The mean IOP in right eye before dialysis was 16.36+/- 2.92 mmHg and after dialysis was 19.41+/- 2.806mmHg in diabetic patients where as in non- diabetic patients the mean IOP before dialysis was 16.69+/- 2.21mmHg and after dialysis mean IOP was 19.15+/- 2.806mmHg. The mean IOP in left eye before dialysis was 16.77+/- 2.707 and after hemodialysis was 19.95+/- 2.627mmHgin diabetic patients where as in non- diabetic patients the mean IOP before dialysis was 16.63+/- 2.61mmHg and after dialysis was 19.50+/- 3.75mmHg. There was no statistically significant difference in mean IOP rise in diabetic versus non- diabetic patients. We did not find any differences in IOP rise between diabetic and non diabetic patients. This is in contrast to study by Afshar et al who found an inverse relation between IOP and blood glucose[20]. The exact cause of this variability cannot be clearly explained as the IOP changes during hemodialysis are multifactorial.

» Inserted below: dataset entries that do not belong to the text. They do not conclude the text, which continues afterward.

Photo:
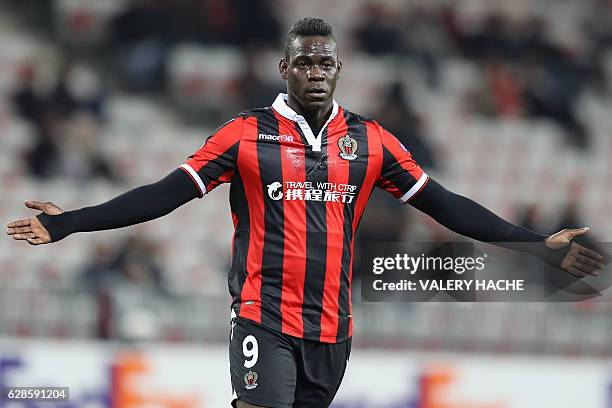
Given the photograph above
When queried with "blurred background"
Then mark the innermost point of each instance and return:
(506, 102)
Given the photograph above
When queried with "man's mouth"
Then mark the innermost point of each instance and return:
(317, 92)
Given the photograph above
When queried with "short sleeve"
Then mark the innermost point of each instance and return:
(400, 174)
(215, 161)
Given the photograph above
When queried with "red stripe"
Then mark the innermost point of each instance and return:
(417, 193)
(403, 158)
(339, 174)
(217, 144)
(294, 260)
(388, 185)
(247, 161)
(194, 181)
(375, 157)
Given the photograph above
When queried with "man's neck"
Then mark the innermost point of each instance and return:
(315, 118)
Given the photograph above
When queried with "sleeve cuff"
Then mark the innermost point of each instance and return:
(195, 177)
(415, 189)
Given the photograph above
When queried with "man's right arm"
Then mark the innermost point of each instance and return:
(141, 204)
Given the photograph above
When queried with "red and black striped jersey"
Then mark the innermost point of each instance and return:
(296, 202)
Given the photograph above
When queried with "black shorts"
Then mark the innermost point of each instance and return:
(274, 370)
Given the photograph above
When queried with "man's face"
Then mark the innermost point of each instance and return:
(311, 72)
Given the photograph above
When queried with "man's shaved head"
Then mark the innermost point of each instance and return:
(308, 27)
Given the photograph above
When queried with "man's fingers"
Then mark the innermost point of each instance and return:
(577, 232)
(590, 253)
(19, 230)
(35, 241)
(20, 237)
(589, 261)
(576, 272)
(18, 223)
(591, 270)
(36, 205)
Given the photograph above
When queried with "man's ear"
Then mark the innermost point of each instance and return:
(283, 67)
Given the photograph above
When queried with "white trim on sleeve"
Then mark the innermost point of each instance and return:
(195, 176)
(415, 189)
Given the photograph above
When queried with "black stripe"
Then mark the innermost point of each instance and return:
(357, 172)
(316, 242)
(238, 271)
(270, 169)
(214, 169)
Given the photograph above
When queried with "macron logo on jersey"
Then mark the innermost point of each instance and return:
(275, 138)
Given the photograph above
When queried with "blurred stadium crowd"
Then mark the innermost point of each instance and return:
(506, 102)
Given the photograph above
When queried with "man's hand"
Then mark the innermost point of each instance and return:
(579, 261)
(31, 229)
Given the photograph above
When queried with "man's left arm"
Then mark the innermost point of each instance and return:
(403, 177)
(470, 219)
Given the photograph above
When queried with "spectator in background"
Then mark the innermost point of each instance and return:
(254, 90)
(399, 118)
(81, 156)
(65, 122)
(378, 33)
(125, 283)
(139, 34)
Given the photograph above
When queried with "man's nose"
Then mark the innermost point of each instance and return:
(315, 73)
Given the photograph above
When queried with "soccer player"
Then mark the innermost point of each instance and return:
(301, 173)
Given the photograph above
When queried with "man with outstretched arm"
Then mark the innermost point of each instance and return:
(301, 173)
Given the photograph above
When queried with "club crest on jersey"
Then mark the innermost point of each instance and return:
(250, 379)
(348, 147)
(275, 191)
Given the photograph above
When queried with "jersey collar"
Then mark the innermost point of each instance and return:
(280, 106)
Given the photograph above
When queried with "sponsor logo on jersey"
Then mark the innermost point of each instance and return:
(250, 379)
(348, 147)
(275, 138)
(275, 190)
(312, 191)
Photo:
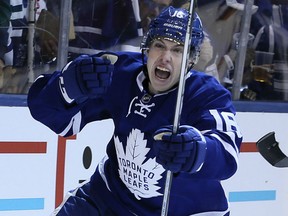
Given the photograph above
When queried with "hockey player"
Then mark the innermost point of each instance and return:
(139, 93)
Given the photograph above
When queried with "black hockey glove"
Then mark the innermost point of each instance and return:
(86, 77)
(181, 152)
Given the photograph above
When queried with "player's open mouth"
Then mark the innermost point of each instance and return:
(162, 73)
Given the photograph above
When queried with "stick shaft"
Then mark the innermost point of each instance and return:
(179, 102)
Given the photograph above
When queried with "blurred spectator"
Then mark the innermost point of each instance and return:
(270, 27)
(98, 25)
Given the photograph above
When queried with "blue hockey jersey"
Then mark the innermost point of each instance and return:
(130, 170)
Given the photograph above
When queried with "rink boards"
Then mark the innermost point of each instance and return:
(37, 167)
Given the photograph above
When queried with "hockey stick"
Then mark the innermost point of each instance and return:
(179, 103)
(269, 149)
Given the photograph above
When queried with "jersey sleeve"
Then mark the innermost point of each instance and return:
(46, 105)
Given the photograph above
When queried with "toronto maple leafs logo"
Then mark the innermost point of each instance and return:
(139, 177)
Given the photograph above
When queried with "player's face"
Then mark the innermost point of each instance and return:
(164, 65)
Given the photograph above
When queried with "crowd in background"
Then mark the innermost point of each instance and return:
(120, 25)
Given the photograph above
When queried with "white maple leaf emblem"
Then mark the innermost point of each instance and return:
(139, 177)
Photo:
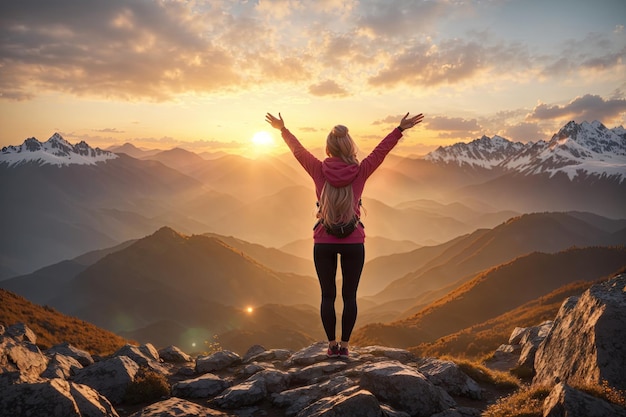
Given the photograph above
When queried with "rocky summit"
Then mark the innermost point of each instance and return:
(141, 381)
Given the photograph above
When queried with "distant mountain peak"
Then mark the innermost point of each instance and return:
(577, 149)
(55, 151)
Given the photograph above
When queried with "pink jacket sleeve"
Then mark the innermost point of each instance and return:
(377, 156)
(309, 162)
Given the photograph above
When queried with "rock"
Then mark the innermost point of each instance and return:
(448, 375)
(21, 333)
(275, 380)
(530, 341)
(459, 412)
(22, 358)
(309, 355)
(173, 354)
(404, 388)
(516, 335)
(270, 355)
(360, 403)
(150, 352)
(65, 349)
(61, 366)
(564, 401)
(205, 386)
(176, 407)
(296, 399)
(54, 398)
(582, 345)
(143, 356)
(110, 377)
(252, 352)
(317, 370)
(387, 352)
(217, 361)
(241, 395)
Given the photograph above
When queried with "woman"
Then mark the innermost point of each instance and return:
(339, 182)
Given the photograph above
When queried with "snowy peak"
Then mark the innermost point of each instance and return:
(577, 150)
(54, 151)
(485, 152)
(593, 137)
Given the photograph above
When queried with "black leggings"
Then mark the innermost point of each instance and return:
(352, 259)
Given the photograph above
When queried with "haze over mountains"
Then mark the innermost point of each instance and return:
(171, 247)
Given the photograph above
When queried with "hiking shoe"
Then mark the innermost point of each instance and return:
(343, 352)
(333, 351)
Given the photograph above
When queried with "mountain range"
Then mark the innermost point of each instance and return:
(61, 200)
(172, 288)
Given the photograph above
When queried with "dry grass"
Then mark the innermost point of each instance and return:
(52, 327)
(481, 374)
(528, 401)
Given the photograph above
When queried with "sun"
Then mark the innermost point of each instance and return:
(263, 139)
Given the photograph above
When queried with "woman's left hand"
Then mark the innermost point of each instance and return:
(277, 123)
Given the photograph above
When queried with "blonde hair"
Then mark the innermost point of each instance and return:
(337, 203)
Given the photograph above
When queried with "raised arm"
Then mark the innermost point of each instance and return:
(309, 162)
(408, 122)
(376, 157)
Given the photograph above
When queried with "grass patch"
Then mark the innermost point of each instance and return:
(526, 402)
(481, 374)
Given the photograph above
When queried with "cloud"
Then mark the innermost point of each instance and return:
(451, 61)
(586, 108)
(524, 132)
(451, 124)
(108, 130)
(327, 88)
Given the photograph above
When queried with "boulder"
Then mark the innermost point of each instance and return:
(61, 366)
(217, 361)
(110, 377)
(530, 341)
(564, 401)
(21, 333)
(173, 354)
(176, 407)
(299, 398)
(143, 356)
(318, 370)
(309, 355)
(459, 412)
(275, 380)
(241, 395)
(54, 398)
(65, 349)
(22, 358)
(404, 388)
(582, 345)
(204, 386)
(448, 375)
(360, 403)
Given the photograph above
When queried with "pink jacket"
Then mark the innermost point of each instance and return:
(340, 174)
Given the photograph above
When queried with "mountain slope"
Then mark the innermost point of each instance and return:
(194, 281)
(545, 232)
(494, 292)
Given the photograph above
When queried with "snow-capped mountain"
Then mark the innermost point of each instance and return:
(485, 152)
(583, 150)
(54, 151)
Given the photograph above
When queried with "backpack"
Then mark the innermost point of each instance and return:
(340, 230)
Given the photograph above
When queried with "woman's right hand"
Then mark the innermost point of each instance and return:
(408, 122)
(276, 123)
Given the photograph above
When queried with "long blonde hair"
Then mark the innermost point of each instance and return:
(337, 203)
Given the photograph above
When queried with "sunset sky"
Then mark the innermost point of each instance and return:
(202, 74)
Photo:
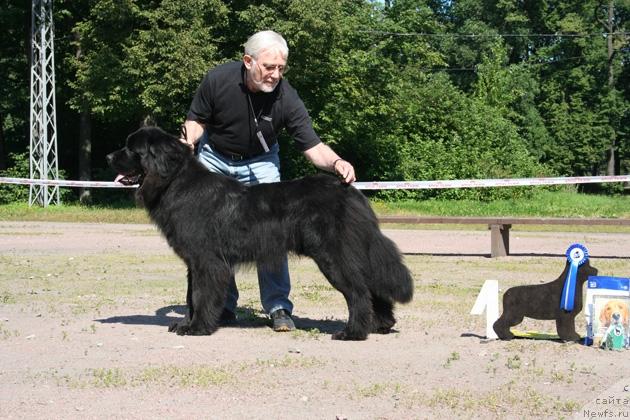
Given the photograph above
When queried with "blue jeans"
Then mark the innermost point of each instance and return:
(274, 287)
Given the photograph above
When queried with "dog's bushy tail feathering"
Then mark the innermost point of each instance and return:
(392, 277)
(379, 259)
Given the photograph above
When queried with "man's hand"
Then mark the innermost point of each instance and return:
(345, 170)
(325, 158)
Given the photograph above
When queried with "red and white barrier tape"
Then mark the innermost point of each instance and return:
(485, 183)
(64, 183)
(386, 185)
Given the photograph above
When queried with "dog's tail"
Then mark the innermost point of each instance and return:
(391, 277)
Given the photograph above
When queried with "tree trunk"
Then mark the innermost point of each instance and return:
(3, 158)
(610, 28)
(85, 154)
(85, 139)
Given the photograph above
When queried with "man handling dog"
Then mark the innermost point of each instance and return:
(234, 120)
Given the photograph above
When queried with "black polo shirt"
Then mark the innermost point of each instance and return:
(221, 103)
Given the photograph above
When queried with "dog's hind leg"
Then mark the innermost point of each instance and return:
(565, 326)
(357, 297)
(383, 315)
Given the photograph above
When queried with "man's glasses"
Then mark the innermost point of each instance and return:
(270, 68)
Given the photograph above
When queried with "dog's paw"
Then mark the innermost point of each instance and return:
(173, 327)
(383, 330)
(346, 336)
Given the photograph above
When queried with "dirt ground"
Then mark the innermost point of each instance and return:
(84, 310)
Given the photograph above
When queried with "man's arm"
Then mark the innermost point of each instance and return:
(191, 132)
(325, 158)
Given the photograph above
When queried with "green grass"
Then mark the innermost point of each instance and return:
(542, 204)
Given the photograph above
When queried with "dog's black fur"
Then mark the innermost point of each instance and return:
(542, 301)
(215, 223)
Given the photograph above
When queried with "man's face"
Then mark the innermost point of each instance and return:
(264, 73)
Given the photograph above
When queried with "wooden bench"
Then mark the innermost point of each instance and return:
(500, 226)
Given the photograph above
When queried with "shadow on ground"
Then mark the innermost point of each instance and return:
(246, 318)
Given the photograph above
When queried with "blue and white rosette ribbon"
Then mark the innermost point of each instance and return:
(577, 254)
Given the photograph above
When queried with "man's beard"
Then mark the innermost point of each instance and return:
(260, 85)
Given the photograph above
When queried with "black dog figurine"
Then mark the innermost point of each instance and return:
(542, 301)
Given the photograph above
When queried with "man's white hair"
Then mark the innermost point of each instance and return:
(266, 40)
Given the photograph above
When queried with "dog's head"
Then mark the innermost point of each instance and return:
(149, 152)
(614, 310)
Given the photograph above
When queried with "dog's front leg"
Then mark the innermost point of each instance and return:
(206, 297)
(189, 306)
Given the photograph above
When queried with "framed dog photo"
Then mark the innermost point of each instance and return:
(607, 311)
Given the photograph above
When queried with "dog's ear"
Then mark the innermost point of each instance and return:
(167, 155)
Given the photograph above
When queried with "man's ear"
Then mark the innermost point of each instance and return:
(248, 60)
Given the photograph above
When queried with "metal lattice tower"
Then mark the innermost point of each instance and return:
(43, 144)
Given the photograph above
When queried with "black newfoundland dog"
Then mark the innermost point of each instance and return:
(215, 223)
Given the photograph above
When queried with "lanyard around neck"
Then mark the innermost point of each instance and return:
(261, 138)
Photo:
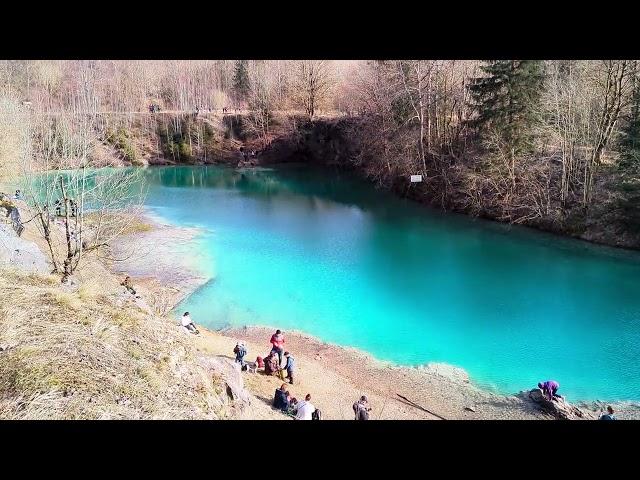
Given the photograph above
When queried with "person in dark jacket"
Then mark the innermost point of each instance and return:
(361, 408)
(550, 389)
(240, 350)
(609, 415)
(289, 366)
(280, 400)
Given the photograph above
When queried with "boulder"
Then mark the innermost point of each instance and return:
(227, 370)
(558, 407)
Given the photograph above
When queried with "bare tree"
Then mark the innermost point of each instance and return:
(313, 83)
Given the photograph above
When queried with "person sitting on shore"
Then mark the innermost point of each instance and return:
(549, 389)
(289, 366)
(188, 324)
(609, 415)
(305, 409)
(361, 408)
(240, 351)
(271, 366)
(293, 407)
(277, 342)
(128, 285)
(280, 400)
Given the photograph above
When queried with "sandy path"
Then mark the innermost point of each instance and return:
(336, 377)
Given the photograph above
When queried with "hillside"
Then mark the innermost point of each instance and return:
(91, 350)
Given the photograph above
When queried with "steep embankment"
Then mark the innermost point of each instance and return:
(91, 350)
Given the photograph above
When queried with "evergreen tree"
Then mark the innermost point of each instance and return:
(241, 80)
(506, 100)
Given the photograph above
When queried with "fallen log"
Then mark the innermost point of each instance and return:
(414, 404)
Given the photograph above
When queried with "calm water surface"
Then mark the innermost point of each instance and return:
(327, 254)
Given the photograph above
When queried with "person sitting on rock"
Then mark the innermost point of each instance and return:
(361, 408)
(280, 400)
(277, 341)
(609, 415)
(271, 365)
(289, 366)
(240, 351)
(549, 388)
(188, 324)
(293, 406)
(128, 285)
(305, 409)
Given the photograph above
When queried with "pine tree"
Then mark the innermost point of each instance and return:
(506, 100)
(241, 80)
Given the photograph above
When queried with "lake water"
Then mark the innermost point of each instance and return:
(327, 254)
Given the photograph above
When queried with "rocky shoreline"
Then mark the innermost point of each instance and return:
(444, 390)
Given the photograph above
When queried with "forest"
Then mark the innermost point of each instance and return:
(553, 144)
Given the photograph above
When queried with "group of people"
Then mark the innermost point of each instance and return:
(299, 410)
(550, 390)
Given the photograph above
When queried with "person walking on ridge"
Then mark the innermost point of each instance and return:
(289, 366)
(277, 340)
(550, 389)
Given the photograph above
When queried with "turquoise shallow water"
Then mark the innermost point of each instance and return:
(327, 254)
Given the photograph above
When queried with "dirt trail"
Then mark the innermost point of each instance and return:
(336, 377)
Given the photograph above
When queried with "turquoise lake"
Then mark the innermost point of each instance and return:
(325, 253)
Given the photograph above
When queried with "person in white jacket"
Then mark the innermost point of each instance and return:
(188, 324)
(305, 409)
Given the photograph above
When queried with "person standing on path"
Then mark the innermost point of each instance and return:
(361, 408)
(277, 341)
(609, 415)
(188, 324)
(240, 350)
(550, 389)
(289, 366)
(305, 409)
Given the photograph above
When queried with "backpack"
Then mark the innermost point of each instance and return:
(361, 412)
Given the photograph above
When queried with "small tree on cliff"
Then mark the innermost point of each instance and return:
(241, 85)
(313, 83)
(78, 208)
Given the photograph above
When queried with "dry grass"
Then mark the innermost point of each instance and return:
(94, 354)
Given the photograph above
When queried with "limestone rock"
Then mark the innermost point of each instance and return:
(231, 377)
(558, 407)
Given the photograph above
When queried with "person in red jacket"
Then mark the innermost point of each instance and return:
(277, 340)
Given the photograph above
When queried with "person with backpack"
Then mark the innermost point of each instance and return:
(609, 415)
(277, 342)
(550, 389)
(240, 351)
(361, 408)
(187, 324)
(280, 400)
(289, 366)
(305, 409)
(271, 366)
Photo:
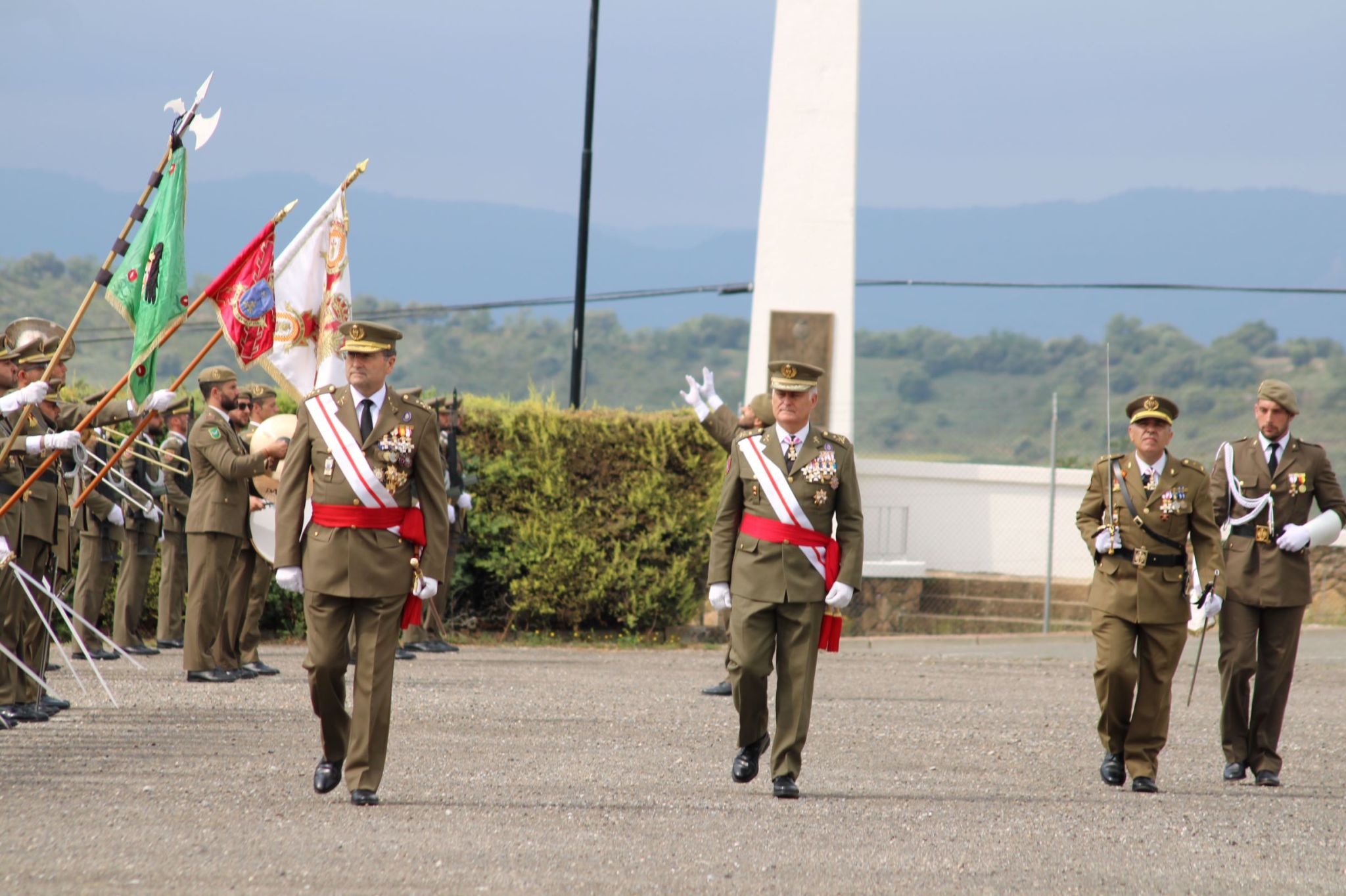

A very low correlation was found between IOP and with other systemic parameters like calcium, phosphorus, urea, creatinine, alkaline phosphatase. This finding is in accordance with the study by Afsar et al who also did not find correlation between the changes in IOP and other mentioned parameters[20]. The IOP rise in our study was seen in 132 eyes out of 140 eyes. Gonisocopy was deferred in our study owing to the systemic condition of the patients included in the study. It is unlikely that all the patients included in the study would have had occludable angles and the results of our study shows that IOP rise after hemodialysis is independent of the status of the angle. The results of the present study are in contrast of those by De Marchi et al who reported that in patients with narrow angles there was rise in IOP where as in those with open angles there was no rise in IOP[21].. The patients in our study showed a rise in IOP despite bicarbonate dialysate. This is in contrast to the study by Rever et al who compared bicarbonate and acetate and found no significant rise in IOP with bicarbonate dialysate[18]. The present study has its own limitations. Firstly the IOP in the study was measured with Schiotz tonometer as it is prone to artefacts by abnormal ocular rigidity as seen in myopic eyes and the refractive status of the eyes was not considered in the study. Further gonioscopy was not done to know the status of the angle which would have helped us to know whether the IOP rise is independent of the status of the angle. IOP was measured only at the start and at the end of the procedure but not during the procedure.
CONCLUSION
IOP increase during HD is a frequent or infrequent complication remains still a matter of debate. A close collaboration of ophthalmologists and nephrologists is needed for treatment of possible acute IOP rises and for long follow-up and prevention of possible optic nerve damage in these patients. The possibility of an obstruction of aqueous humour outflow should be kept in mind in eyes showing a significant increase of IOP during HD. These patients need a close follow up as they are likely to have greater IOP variations during or after the procedure. Further research needs to be done on this issue which will help us to devlop better protocols to prevent IOP rise in these patients. The team treating the HD patient should be alert on possible ocular symptoms of acute IOP rise, such as blurred vision, eye pain, headache, or signs like mid-dilated pupil and corneal oedema, and consult the ophthalmologist in case of suspected IOP increase.